JO d’hiver 2030 : la justice confirme la nécessité de saisir la Commission nationale du débat public

Briançon Territoire Vivant salue une décision qui valide son analyse et réaffirme ses lignes rouges pour Briançon.

Une décision de justice qui confirme nos alertes

Par une décision récente, le Tribunal administratif de Marseille a reconnu que les Jeux olympiques d’hiver 2030 constituent un projet global et indivisible, qui ne peut être découpé chantier par chantier pour échapper aux obligations de concertation et d’évaluation environnementale. Le juge enjoint ainsi la SOLIDEO à respecter pleinement le code de l’environnement, à détailler l’ensemble des impacts des projets olympiques et à se positionner explicitement sur une éventuelle saisine de la Commission nationale du débat public (CNDP).

Cette décision valide pleinement l’approche portée depuis le début par Briançon Territoire Vivant : les JO d’hiver 2030 sont aujourd’hui pensés hors-sol, sans vision d’ensemble, sans véritable débat démocratique et sans association réelle des citoyen·ne·s aux décisions engageant durablement leur territoire. Malgré la tentative de la SOLIDEO de minimiser la portée du jugement, celui-ci crée un précédent clair : les règles environnementales et démocratiques ne peuvent être contournées, même au nom de l’urgence olympique.

JO 2030 à Briançon : un projet imposé, à hauts risques pour le territoire

À Briançon comme ailleurs, les JO d’hiver 2030 ont été engagés sans consultation citoyenne, alors même qu’ils impliquent des impacts sociaux, écologiques et financiers majeurs. Cette méthode technocratique et descendante constitue une faute politique : elle place les communes devant le fait accompli et dépossède les habitant·e·s de leur capacité à décider de l’avenir de leur territoire.
Le projet actuel apparaît largement au service d’intérêts privés, avec des risques bien documentés de dérapages budgétaires, de dégradations environnementales et d’héritages coûteux pour les collectivités — comme l’ont montré Albertville 1992 ou, plus récemment, Cortina d’Ampezzo. À quatre ans de l’échéance, la pression du calendrier fait peser un risque réel de passage en force et de travaux d’aménagement bâclés, au détriment du droit, de l’environnement et de la qualité de vie locale.
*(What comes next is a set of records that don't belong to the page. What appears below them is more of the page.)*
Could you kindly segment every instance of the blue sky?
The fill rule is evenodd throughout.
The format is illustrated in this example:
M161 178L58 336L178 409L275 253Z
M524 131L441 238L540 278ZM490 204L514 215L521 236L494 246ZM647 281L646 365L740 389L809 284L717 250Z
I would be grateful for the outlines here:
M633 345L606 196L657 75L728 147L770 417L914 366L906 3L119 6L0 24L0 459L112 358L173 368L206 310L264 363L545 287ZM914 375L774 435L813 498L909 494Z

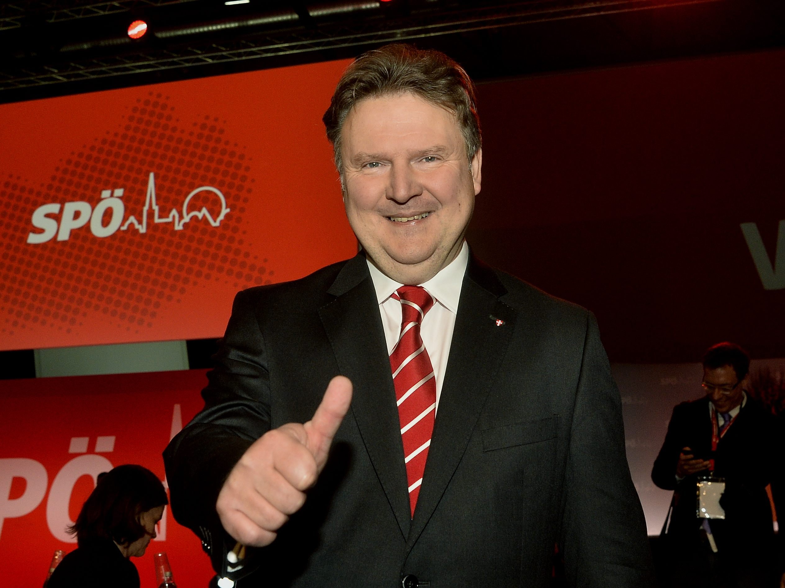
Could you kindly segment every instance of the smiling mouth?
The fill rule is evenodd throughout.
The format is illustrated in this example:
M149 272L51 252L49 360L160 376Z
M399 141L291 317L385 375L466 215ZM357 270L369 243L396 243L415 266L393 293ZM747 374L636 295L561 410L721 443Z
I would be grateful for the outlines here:
M424 219L430 212L423 212L422 214L416 214L414 216L388 216L387 218L392 220L393 223L408 223L410 220L420 220Z

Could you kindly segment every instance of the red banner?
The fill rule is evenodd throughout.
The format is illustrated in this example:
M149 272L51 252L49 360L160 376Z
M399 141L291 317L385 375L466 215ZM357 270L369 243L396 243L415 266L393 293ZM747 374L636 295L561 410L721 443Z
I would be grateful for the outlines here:
M98 474L138 463L165 481L161 452L202 408L204 370L7 380L0 396L0 576L39 588L55 550ZM45 432L45 434L44 434ZM212 577L197 537L167 508L143 557L142 588L155 588L153 554L166 551L179 586Z
M238 290L352 256L345 64L0 105L0 350L217 337Z

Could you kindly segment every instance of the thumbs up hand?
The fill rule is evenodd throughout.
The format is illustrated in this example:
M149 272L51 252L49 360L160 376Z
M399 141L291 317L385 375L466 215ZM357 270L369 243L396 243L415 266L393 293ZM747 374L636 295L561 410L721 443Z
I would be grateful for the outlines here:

Le projet de village olympique au fort des Têtes, s’il était confirmé, cristallise ces incohérences : viabilisation complexe, délais extrêmement contraints, budget potentiellement sous-estimé, accessibilité problématique et perspectives de reconversion éloignées des besoins locaux. L’ascenseur valléen associé serait coûteux, d’utilité discutable, et dégraderait durablement la vieille ville et ses fortifications. À cela s’ajoutent les risques de sur-sécurisation du territoire et d’atteintes aux libertés publiques.
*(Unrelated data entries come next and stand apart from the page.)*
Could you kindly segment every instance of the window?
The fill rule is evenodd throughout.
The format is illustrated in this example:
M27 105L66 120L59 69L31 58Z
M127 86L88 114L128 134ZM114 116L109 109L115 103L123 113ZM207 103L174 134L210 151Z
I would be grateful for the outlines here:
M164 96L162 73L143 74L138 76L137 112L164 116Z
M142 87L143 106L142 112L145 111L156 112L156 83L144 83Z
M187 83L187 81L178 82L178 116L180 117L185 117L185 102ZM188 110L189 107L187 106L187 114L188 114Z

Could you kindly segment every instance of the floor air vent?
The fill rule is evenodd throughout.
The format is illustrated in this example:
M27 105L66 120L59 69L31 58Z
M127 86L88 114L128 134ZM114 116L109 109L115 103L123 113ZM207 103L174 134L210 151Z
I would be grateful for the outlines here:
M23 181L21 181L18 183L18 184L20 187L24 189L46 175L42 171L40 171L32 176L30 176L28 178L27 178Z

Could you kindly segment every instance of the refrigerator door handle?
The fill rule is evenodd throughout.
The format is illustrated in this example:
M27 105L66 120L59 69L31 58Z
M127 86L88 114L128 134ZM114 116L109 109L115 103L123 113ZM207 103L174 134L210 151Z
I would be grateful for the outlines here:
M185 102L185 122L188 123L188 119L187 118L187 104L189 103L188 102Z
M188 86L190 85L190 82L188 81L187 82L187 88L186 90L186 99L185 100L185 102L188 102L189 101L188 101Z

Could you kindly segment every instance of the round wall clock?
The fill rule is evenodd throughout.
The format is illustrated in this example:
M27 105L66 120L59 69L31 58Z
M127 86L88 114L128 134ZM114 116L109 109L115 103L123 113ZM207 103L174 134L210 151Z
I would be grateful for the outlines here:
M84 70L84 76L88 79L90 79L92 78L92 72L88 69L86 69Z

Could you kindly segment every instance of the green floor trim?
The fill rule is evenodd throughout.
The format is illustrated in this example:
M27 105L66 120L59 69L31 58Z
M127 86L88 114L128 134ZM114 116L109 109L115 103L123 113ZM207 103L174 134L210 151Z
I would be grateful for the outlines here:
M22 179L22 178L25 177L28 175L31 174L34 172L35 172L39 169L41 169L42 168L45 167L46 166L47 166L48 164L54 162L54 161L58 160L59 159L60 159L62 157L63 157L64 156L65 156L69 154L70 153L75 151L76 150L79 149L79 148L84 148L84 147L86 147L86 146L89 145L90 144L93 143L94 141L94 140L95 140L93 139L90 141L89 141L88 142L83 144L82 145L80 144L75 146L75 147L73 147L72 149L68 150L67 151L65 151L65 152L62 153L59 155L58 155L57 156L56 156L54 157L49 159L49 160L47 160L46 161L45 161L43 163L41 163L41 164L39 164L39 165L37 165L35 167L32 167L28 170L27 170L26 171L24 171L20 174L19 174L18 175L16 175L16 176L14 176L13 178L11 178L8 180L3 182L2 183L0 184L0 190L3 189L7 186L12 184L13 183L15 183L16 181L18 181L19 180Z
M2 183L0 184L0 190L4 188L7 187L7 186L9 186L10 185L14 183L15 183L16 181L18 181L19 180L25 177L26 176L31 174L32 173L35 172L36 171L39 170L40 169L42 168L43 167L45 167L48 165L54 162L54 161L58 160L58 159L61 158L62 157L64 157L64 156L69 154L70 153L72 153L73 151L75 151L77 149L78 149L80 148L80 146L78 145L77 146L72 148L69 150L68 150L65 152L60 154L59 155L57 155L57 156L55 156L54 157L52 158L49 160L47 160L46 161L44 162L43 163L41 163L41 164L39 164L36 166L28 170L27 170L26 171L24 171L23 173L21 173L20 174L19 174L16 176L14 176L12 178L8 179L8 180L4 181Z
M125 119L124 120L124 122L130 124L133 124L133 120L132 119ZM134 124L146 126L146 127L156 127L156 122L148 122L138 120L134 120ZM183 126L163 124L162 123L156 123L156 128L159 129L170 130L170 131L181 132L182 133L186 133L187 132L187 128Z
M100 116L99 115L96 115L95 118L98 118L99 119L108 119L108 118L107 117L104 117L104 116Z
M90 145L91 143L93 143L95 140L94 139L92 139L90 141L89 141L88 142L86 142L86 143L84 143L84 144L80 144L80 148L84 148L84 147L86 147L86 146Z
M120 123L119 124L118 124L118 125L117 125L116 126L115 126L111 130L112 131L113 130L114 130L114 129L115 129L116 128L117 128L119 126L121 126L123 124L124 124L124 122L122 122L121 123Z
Notre cap : protéger Briançon, remettre les citoyen·ne·s au cœur des décisions

Briançon Territoire Vivant ne se positionne pas dans un soutien aveugle ni dans une opposition de principe, mais dans une exigence claire : protéger les habitant·e·s et le territoire, refuser les décisions imposées d’en haut et remettre la démocratie locale, l’écologie et la justice sociale au cœur des choix publics.
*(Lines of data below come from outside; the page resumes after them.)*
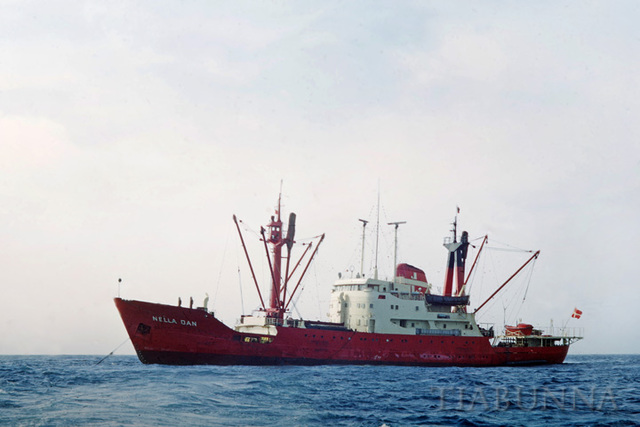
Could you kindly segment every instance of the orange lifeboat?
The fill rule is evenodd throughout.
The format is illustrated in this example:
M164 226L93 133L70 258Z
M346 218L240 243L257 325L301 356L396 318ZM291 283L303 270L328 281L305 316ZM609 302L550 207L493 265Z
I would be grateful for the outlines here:
M533 333L533 325L528 323L518 323L516 326L505 325L505 335L507 336L528 336Z

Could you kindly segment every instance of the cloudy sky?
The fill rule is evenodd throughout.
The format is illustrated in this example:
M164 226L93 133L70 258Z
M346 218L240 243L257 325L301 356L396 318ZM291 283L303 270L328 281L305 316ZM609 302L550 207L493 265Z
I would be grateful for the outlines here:
M131 299L209 293L233 324L258 300L232 215L264 280L281 182L297 236L326 233L305 317L359 269L380 194L382 277L407 221L399 260L441 286L460 206L471 238L542 251L512 316L578 307L571 352L640 351L640 3L0 6L0 353L109 353L118 278Z

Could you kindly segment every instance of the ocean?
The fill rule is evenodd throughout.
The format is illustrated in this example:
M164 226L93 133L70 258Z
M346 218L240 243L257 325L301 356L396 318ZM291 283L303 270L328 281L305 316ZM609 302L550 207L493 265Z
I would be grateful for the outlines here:
M498 368L101 359L0 356L0 425L640 425L639 355Z

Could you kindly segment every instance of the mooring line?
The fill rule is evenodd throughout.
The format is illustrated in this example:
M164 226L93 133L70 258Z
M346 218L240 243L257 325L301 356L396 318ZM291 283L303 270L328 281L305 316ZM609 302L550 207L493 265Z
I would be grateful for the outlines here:
M100 361L98 363L96 363L94 366L97 366L99 364L101 364L107 357L111 356L113 353L116 352L116 350L118 350L120 347L122 347L127 341L129 341L129 337L127 337L126 340L122 341L122 343L117 346L116 348L113 349L113 351L109 354L107 354L105 357L103 357L102 359L100 359Z

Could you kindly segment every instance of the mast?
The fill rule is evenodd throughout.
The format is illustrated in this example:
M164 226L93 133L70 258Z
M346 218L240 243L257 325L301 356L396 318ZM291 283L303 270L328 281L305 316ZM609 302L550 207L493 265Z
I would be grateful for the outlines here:
M378 279L378 238L380 237L380 183L378 182L378 215L376 217L376 263L373 267L373 278Z
M369 221L364 219L358 219L362 222L362 258L360 259L360 277L364 277L364 229Z
M279 310L282 308L280 302L280 284L281 284L281 267L282 267L282 246L285 244L285 239L282 238L282 220L280 219L280 202L282 199L282 193L278 196L278 208L276 215L271 216L271 222L267 227L269 228L269 243L272 246L273 263L272 263L272 278L271 278L271 298L269 300L269 308L272 310ZM263 234L264 235L264 234ZM265 240L265 245L266 245Z
M460 212L460 208L457 209ZM458 214L453 219L453 229L451 230L453 234L453 241L451 239L446 238L444 242L444 247L449 251L449 259L447 262L447 273L444 280L444 292L442 295L446 297L451 296L451 292L453 290L453 275L454 275L454 267L456 262L456 250L460 246L457 242L457 227L458 227Z
M251 270L251 276L256 285L256 289L258 291L258 296L260 297L260 303L262 305L262 311L265 311L267 317L283 319L284 315L287 311L287 307L293 300L293 296L298 290L300 284L302 283L302 279L311 264L315 254L318 252L318 248L320 243L324 240L324 234L322 236L316 236L315 239L319 239L317 244L315 245L315 250L312 252L311 256L308 256L310 249L314 246L313 242L307 244L306 249L303 251L300 257L297 257L298 260L295 262L295 266L293 270L289 272L289 266L291 262L291 251L293 245L296 243L294 240L295 237L295 229L296 229L296 214L289 214L289 223L288 229L286 230L286 235L282 230L282 219L281 219L281 201L282 201L282 191L278 196L278 206L276 208L275 215L271 216L271 220L269 224L264 227L260 227L260 234L262 236L261 240L264 243L265 252L267 255L267 261L269 263L269 271L271 273L271 296L269 298L269 306L266 307L264 304L264 300L262 299L262 295L260 293L260 287L258 286L258 281L256 280L255 273L253 271L253 266L251 264L251 259L249 258L249 253L247 252L246 245L244 244L244 239L242 238L242 233L240 232L240 226L238 224L238 219L236 216L233 216L233 220L236 224L236 228L238 229L238 234L240 235L240 241L242 242L242 247L245 252L245 256L247 258L247 262L249 263L249 268ZM287 248L287 263L286 270L282 269L282 248L286 246ZM292 279L292 276L296 273L298 266L302 263L302 261L306 262L304 270L299 273L299 277L297 277L297 283L293 291L289 292L287 289L287 285L289 281Z
M395 226L395 235L393 238L393 274L395 277L396 269L398 268L398 226L406 224L407 221L388 222L387 225Z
organiser dès avril 2026 une consultation citoyenne transparente, indépendante et accessible, basée sur une information claire et complète ;
tirer les enseignements des JO de Cortina d’Ampezzo (2026) par des échanges directs et des retours d’expérience ;
défendre l’abandon du site du fort des Têtes et de l’ascenseur valléen, et promouvoir des alternatives limitant les impacts irréversibles ;
prioriser une amélioration ambitieuse des transports en commun, utiles bien au-delà des Jeux, co-construits avec les habitant·e·s ;
maintenir une vigilance permanente sur les finances communales et les coûts futurs d’entretien ;
défendre les libertés publiques et les droits humains, en particulier pour les personnes vulnérables.